Ketua DPP Partai Golongan Karya Hajriyanto Thohari mengatakan pihaknya tetap menghargai upaya penyidikan yang dilakukan oleh KPK. Sehingga untuk memberhentikannya dari kepengurusan Partai Golkar akan menunggu hasil penetapan terdakwa dari pengadilan. "Terhadap langkah-langkang yang dilakukan KPK kita tidak akan memberikan penilaian-penilaian, termasuk pasal-pasal apa yang akan dituduhkan. Itu semua menjadi kewenangan KPK dan kita menghormatinya," kata Hajriyanto kepada Gresnews.com pada Rabu (15/1).

Hajriyanto menambahkan pemberhentian status kader partai di eksekutif dalam peraturan perundang-undangan merupakan kewenangan KPK. Dikatakan, hal itu berbeda bila yang terkena masalah adalah kader partai yang berada di lembaga legislatif. Bila dalam lembaga legislatif ada seorang kader yang terjerat kasus, meski hanya soal pelanggaran etika maka partai dapat langsung memberhentikan. "Hal itu berbeda bila kader tersebut berada di lembaga eksekutif," katanya.
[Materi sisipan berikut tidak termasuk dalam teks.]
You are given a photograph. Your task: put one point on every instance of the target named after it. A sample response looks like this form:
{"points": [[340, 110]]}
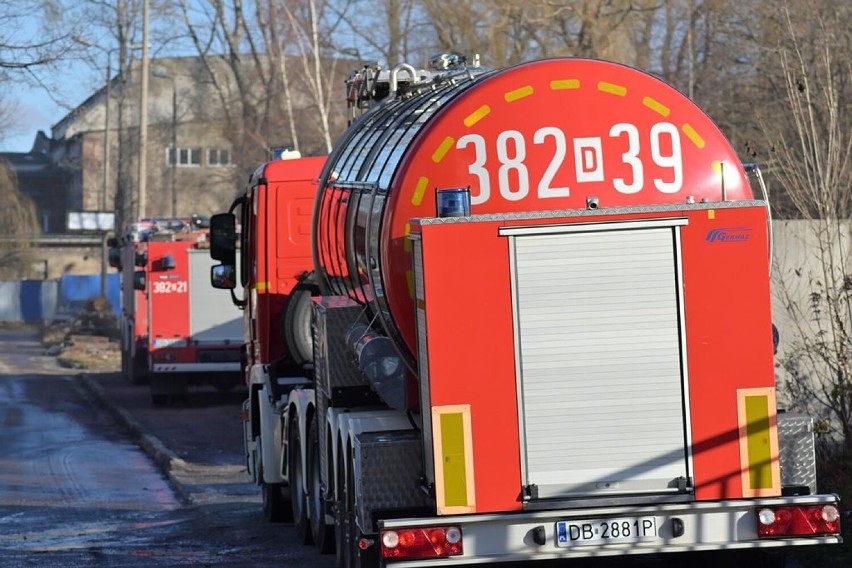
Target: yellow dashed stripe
{"points": [[759, 465], [442, 150], [419, 191], [409, 279], [612, 88], [517, 94], [452, 459], [452, 440], [693, 135], [656, 106], [477, 115], [564, 84]]}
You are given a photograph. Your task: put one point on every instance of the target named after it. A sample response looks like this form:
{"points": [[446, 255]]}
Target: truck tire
{"points": [[276, 509], [321, 533], [298, 500], [342, 533], [296, 322], [135, 369]]}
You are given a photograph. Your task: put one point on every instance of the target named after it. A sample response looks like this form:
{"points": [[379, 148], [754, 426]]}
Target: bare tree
{"points": [[18, 224], [812, 159]]}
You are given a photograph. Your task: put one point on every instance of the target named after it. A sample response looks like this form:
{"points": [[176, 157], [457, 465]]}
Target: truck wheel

Menanggapi soal penambahan status tersangka kepada Gubernur Banten ratu Atut itu Anggota Komisi X DPR RI dari Fraksi Demokrasi Indonesia Perjuangan yang berasal dari Dapil Banten, Dedi Gumelar menilai penetapan kasus oleh KPK pada seseorang itu tidak main-main. Menurutnya bila KPK sudah menyatakan kepada media artinya kasus itu memang sudah cukup bukti.

Dedi yang akrap dipanggin Miing Bagito ini mengungkapkan kasus korupsi yang terjadi di Banten memang sudah menjadi rahasia umum. Menurutnya, banyak pihak yang mengetahui hal itu namun tidak ada yang berani mengungkapkan karena takut. "Kalau korupsi di Banten itu kan seperti gas, tercium baunya tapi gak ada yang mau ngomong," kata Dedi kepada Gresnews.com pada Rabu (19/1).

KPK telah  menetapkan kasus tambahan kepada Atut dengan kasus pemerasan. Sebelumnya Ratu Atut telah ditetapkan oleh KPK dengan kasus suap Pilkada Lebak dan penyelenggaraan proyek alat-alat kesehatan di kota Tangerang Selatan. Dalam kasus barunya itu Atut diduga telah melakukan pemerasan kepada para bawahannya di Dinas Kesehatan. Pemerasan itu dilakukan dengan ancaman pencopotan dari jabatannya. Penetapan pasal pemerasan itu snediri merupakan hasil pengembangan penyidikan atas kasus dugaan korupsi pengadaan alat kesehatan di Pemprov Banten pada 2011-2013.

Dengan kasus baru ini Gubernur Banten itu dapat dijerat dengan Pasal 12 Huruf e atau Pasal 12 huruf a atau Pasal 12 huruf b atau Pasal 5 ayat 2 atau Pasal 11 UU Nomor 31 Tahun 1999 sebagaimana telah diubah dengan UU Nomor 20 Tahun 2001 tentang Pemberantasan Tindak Pidana Korupsi juncto Pasal 55 Ayat 1 Kesatu KUHP. Pasal 12 Huruf e UU Tipikor mengatur tentang pegawai negeri yang melakukan pemerasan dengan ancaman hukuman penjara maksimal seumur hidup. Sehingga kini Ratu Atut telah disangka dengan tiga kasus yang berbeda.